Microsoft’s Bing team did not release its usual weekly development update on its Bing Chat chatbot service on Friday afternoon via the Bing blog. However, that doesn’t mean the team has been taking it easy. The team has been quietly testing a major new feature with a small portion of Bing Chat users for the past couple of weeks.
That new feature is image recognition, and a few Bing Chat users have been given access to it and reporting on the new addition online via Twitter. The feature lets users upload an image, and then ask Bing Chat questions about it.
One of these early testers is Karsten Lehmann, who showed on Twitter how he used it to identify a specific ancient Egyptian temple.

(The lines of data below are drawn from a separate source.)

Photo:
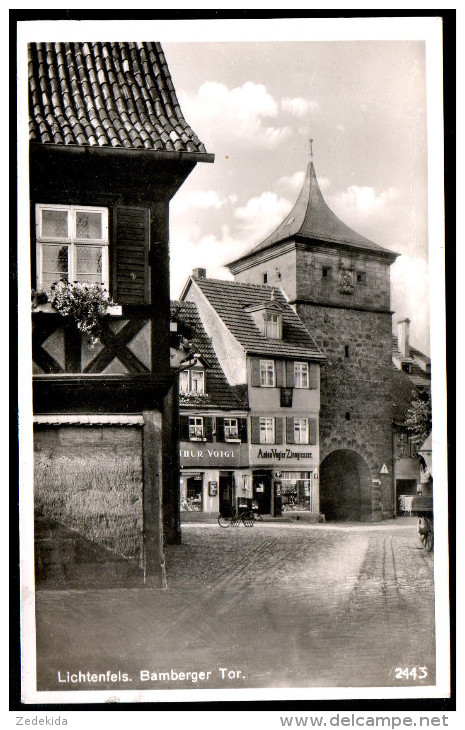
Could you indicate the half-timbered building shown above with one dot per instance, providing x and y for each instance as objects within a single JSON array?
[{"x": 109, "y": 147}]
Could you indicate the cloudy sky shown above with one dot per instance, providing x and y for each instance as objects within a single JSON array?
[{"x": 255, "y": 105}]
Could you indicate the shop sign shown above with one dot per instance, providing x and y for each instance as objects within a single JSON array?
[
  {"x": 208, "y": 453},
  {"x": 282, "y": 454}
]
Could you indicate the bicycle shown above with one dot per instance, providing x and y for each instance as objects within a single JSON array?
[{"x": 247, "y": 517}]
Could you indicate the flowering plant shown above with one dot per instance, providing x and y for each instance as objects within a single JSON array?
[{"x": 85, "y": 303}]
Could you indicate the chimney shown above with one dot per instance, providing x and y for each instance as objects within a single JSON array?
[{"x": 403, "y": 337}]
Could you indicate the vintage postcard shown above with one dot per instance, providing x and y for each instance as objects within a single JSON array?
[{"x": 233, "y": 392}]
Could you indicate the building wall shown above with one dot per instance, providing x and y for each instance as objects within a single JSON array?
[
  {"x": 360, "y": 385},
  {"x": 311, "y": 285},
  {"x": 87, "y": 489},
  {"x": 228, "y": 350},
  {"x": 279, "y": 270}
]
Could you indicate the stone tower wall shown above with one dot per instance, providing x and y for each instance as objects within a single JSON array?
[{"x": 358, "y": 384}]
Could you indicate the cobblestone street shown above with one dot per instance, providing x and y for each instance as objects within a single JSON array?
[{"x": 281, "y": 605}]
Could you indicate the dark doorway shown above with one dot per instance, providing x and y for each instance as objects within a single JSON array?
[
  {"x": 261, "y": 481},
  {"x": 345, "y": 487},
  {"x": 225, "y": 493},
  {"x": 404, "y": 487}
]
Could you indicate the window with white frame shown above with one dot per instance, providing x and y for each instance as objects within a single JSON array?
[
  {"x": 231, "y": 431},
  {"x": 301, "y": 375},
  {"x": 267, "y": 430},
  {"x": 267, "y": 374},
  {"x": 72, "y": 244},
  {"x": 301, "y": 430},
  {"x": 195, "y": 427},
  {"x": 273, "y": 326},
  {"x": 192, "y": 381}
]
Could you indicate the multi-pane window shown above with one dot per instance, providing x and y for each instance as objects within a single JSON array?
[
  {"x": 195, "y": 427},
  {"x": 301, "y": 375},
  {"x": 301, "y": 430},
  {"x": 192, "y": 381},
  {"x": 272, "y": 326},
  {"x": 72, "y": 244},
  {"x": 197, "y": 381},
  {"x": 267, "y": 373},
  {"x": 231, "y": 430},
  {"x": 267, "y": 431}
]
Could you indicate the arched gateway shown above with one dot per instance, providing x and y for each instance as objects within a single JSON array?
[{"x": 345, "y": 486}]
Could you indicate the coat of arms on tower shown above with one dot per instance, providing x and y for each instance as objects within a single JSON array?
[{"x": 346, "y": 284}]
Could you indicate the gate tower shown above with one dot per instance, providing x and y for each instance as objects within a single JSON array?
[{"x": 339, "y": 284}]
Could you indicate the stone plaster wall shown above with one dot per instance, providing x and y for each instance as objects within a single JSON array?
[{"x": 360, "y": 385}]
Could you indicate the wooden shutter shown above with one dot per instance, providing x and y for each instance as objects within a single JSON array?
[
  {"x": 208, "y": 428},
  {"x": 289, "y": 430},
  {"x": 313, "y": 377},
  {"x": 184, "y": 430},
  {"x": 290, "y": 373},
  {"x": 130, "y": 275},
  {"x": 255, "y": 364},
  {"x": 255, "y": 422},
  {"x": 220, "y": 429},
  {"x": 312, "y": 431}
]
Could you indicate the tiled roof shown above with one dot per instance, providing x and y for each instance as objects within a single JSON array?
[
  {"x": 220, "y": 393},
  {"x": 311, "y": 218},
  {"x": 231, "y": 298},
  {"x": 105, "y": 95}
]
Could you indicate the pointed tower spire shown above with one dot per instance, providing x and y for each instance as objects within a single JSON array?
[{"x": 311, "y": 219}]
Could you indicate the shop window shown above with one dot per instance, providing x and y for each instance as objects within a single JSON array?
[
  {"x": 267, "y": 435},
  {"x": 196, "y": 428},
  {"x": 72, "y": 244},
  {"x": 231, "y": 430},
  {"x": 301, "y": 373},
  {"x": 267, "y": 374},
  {"x": 273, "y": 326},
  {"x": 192, "y": 381},
  {"x": 301, "y": 430},
  {"x": 296, "y": 491},
  {"x": 192, "y": 493}
]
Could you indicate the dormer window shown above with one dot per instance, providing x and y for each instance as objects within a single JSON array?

Another Twitter user, known as “@artificialguybr”, scanned an image of a math equation and asked Bing Chat to identify it, which it did as the “Schrödinger equation” along with some more info.
Mikhail Parakhin, Microsoft’s head of Advertising and Web Services, has confirmed that the new feature is currently being flighted to about 10 percent of all Bing Chat users at the moment. It’s also only available for desktop users, but the plan is to expand the support to Bing mobile users as well. Parakhin stated that it should be available “for everyone in a few weeks.”
Parakhin also mentioned on Twitter that Bing Chat support for arbitrary-length document scanning will begin testing next week, again for about 10 percent of all users. He also stated that experimental testing for including Bing Chat in third-party browsers was temporarily pulled because the team “Found a bunch of bugs (especially in Safari).” Testing for this long-awaited feature will be back “soon”.
That’s cool.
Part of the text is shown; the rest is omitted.